Woz: ‘Horrendous’ Problems With Cloud
“I think it’s going to be horrendous” were his exact words.
It’s not that Wozniak doesn’t see the benefits of cloud computing; rather, he’s torn in two by the underlying risks associated with handing over control of your personal information to companies who will fall victim to hackers.
“I really worry about everything going to the cloud,” begun Wozniak. “I think there are going to be a lot of horrible problems in the next five years.”
The mainstream adoption of cloud computing is a recent phenomenon and creating personal security methods that evade hackers could take 5, 10 or even 20 years to develop. CNet’s Chris Matyszczyk compares cloud security to athletes who dope: although they’re tested for drugs, they always manage to stay one-step-ahead of the authorities.

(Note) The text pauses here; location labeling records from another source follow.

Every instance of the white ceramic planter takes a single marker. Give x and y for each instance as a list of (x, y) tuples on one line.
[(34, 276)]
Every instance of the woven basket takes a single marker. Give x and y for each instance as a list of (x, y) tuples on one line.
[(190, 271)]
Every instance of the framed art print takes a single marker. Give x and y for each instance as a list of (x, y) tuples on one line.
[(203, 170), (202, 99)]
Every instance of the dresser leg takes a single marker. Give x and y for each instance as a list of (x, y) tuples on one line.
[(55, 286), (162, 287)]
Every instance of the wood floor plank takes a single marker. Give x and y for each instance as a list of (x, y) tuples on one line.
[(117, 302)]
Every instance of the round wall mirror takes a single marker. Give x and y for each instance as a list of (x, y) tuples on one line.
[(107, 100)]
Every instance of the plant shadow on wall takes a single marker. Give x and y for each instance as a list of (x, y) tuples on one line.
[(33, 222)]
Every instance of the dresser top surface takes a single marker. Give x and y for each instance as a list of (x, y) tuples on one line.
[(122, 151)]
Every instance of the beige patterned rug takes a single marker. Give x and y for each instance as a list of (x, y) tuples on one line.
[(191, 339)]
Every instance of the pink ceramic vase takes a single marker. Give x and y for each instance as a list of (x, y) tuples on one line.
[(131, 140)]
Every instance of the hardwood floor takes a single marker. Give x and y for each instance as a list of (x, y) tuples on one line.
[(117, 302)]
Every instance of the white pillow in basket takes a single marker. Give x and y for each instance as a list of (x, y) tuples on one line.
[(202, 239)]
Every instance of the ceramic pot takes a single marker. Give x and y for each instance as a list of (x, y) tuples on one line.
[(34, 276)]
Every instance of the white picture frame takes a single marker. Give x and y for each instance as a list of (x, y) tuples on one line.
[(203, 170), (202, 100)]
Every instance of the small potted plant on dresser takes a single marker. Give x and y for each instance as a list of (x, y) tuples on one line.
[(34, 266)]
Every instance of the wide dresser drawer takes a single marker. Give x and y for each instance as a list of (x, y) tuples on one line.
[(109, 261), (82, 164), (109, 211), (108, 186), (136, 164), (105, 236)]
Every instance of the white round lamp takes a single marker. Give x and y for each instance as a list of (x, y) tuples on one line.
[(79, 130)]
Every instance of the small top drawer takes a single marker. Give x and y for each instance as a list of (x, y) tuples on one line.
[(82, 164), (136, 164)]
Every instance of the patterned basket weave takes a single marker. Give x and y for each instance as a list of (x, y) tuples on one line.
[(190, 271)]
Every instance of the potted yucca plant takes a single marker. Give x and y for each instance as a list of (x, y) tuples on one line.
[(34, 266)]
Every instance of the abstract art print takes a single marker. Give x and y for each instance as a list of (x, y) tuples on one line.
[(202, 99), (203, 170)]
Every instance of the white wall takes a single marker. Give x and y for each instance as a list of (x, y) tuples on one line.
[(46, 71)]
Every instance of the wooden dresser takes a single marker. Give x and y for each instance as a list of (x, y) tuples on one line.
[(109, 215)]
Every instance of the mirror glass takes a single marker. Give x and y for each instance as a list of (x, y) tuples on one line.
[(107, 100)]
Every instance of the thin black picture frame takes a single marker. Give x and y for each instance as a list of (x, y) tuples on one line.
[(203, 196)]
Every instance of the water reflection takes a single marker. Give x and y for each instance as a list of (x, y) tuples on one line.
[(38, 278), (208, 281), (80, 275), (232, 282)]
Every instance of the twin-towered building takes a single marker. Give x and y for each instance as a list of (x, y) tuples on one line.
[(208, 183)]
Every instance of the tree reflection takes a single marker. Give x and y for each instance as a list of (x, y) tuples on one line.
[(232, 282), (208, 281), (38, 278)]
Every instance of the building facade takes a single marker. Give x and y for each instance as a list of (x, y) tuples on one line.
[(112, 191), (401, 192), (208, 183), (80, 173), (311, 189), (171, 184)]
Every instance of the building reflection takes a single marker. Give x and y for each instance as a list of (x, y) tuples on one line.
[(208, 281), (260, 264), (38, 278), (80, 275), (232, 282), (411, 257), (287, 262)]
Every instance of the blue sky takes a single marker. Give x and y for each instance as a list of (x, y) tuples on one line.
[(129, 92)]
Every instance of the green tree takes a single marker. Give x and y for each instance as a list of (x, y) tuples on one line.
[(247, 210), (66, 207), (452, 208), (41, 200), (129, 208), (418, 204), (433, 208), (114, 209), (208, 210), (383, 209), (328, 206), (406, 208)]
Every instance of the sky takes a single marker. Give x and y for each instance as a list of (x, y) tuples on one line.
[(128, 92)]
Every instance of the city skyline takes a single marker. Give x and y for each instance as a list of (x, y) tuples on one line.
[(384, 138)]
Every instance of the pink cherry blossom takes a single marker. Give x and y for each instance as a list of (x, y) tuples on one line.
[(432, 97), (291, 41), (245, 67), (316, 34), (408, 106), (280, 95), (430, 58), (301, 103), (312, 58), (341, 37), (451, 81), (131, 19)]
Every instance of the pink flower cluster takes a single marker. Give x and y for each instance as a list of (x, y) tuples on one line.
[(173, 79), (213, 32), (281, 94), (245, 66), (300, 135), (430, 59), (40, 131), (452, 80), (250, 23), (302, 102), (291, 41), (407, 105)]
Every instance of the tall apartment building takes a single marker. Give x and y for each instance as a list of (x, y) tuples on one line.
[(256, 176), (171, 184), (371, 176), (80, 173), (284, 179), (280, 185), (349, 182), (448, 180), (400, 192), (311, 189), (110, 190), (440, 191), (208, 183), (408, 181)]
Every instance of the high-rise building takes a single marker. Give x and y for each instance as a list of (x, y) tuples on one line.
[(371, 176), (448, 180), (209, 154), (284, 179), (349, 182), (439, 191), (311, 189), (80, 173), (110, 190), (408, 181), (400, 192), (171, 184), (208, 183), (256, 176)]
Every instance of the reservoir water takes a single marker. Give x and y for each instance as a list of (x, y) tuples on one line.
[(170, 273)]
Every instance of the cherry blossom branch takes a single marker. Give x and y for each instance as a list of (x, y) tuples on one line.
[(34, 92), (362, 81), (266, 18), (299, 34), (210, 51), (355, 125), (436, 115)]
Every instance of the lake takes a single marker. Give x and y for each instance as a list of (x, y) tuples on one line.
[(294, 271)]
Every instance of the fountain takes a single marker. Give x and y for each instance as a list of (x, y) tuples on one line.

Wozniak explained how the legalities with cloud computing will make things more complicated: “With the cloud, you don’t own anything. You already signed it away.”
“The more we transfer everything onto the web, onto the cloud, the less we’re going to have control over it.”
The ‘transfer’ of personal data to the cloud has happened subtly. It started by opening an email account, synchronising your contacts and calendars with it, and then buying into the Microsoft/Google/Apple ecosystem with your smartphone or tablet. Before you even contemplated relying on the cloud, you were already 12 steps deep.
These big companies create the illusion of control, but the reality is they often evaluate the stored data and sell it to the highest bidder, putting its audience into categories so they can be targeted by relevant advertising.